Apart from the crucial low-floor issue, the PCCs are actually better designs than many of the modern streetcars. :( It was a *good* design. A few updates to use solid-state hardware, and there you go.

I wouldn’t recommend running any of the other historic streetcar types — pre-PCC designs tend to have some seriously unattractive features.

I suspect that a “Low Floor PCC” design would be incredibly popular, like the “New Routemaster” for London will be.

While modern low floor equipment will provide the bulk of the service, the streetcar line will be designed to accommodate historic equipment. At least two original Milwaukee Streetcars still exist and they are both located within the State of Wisconsin.

The bulk of the service would be modern and most of the time people would see it such as if there are 20 streetcars on the line and say two or three of them are the old fashioned ones or even a retro vesion of a old streetcar but with better heating and cooling systems along with seats in it. The people that would want to see and ride them would go look for them while the people who don’t want to ride them could have the other 17 modern streetcars. Even if the old streetcars only ran on the weekends that would be good mixed in with the other modern streetcars. A old streetcar puts the soul back into a rebuilt streetcar system.

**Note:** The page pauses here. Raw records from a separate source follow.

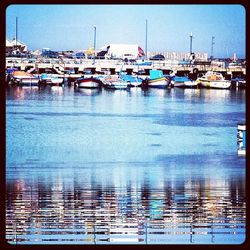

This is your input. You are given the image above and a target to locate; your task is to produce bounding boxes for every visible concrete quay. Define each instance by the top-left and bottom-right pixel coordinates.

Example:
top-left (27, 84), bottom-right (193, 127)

top-left (6, 57), bottom-right (246, 77)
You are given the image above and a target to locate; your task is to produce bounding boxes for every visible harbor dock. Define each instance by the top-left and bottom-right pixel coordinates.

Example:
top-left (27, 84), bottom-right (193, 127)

top-left (6, 57), bottom-right (246, 79)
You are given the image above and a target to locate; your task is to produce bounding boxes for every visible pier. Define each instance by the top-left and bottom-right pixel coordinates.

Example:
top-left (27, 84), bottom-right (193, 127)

top-left (6, 57), bottom-right (246, 79)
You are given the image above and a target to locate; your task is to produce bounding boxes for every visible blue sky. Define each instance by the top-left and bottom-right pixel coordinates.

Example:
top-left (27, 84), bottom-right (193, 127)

top-left (6, 5), bottom-right (246, 58)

There used to be some grade separated streetcar lines in Milwaukee – do these ROW still exist?

I’m skeptical about how useful such a short line, running only every 10-15 minutes, would be. The end-to-end distance of the phase 1 shown in this plan is less than 2 miles, so (with waiting time) the streetcar would only be marginally faster than walking. This segment ought to be part of a larger citywide network and be run using accessible modern equipment only, otherwise this is a waste of money.

It’s just a starter line. It would be an excellent starter line, however: consider the people coming to Milwaukee from Chicago by train. Probably a majority of them would use this line.

I noice on this map that the streetcar lines really don’t go past Interstate 43 and past Interstate 94. I remember hearing a story that there was an abondoned Interurban streetcar line that linked up with places 20 miles south of this city. Maybe this new streetcar system could start moving towards getting towards the Interurban lines or at least move into other sections of the city on the other sides of the interstate.

This routing will make a good starter line for Milwaukee. They do need extensions, especially to UWM, but mostly they need to start turning dirt. It’s a significant improvement over some of the earlier concepts. Milwaukee has a chance to be a very livable city. Having lived in Wisconsin for many years I know that it is a place that could be very attractive to gen-Y “creatives” but the politicians are too often afraid to take any risks or do anything bold in order to reap the potential of the place. Suburban interests have really crippled any progress with a selfish isolationist mindset for about 4 decades now. This is an encouraging change for Milwaukee itself, regardless of what the burbs may do or not do. Along with HSR, it might get people thinking about a broader vision for alternative mobility and stronger urban cores in the midwest.

Some of the those old streetcar lines on that website would be really good for new light rail lines or extended streetcars going out of the city core.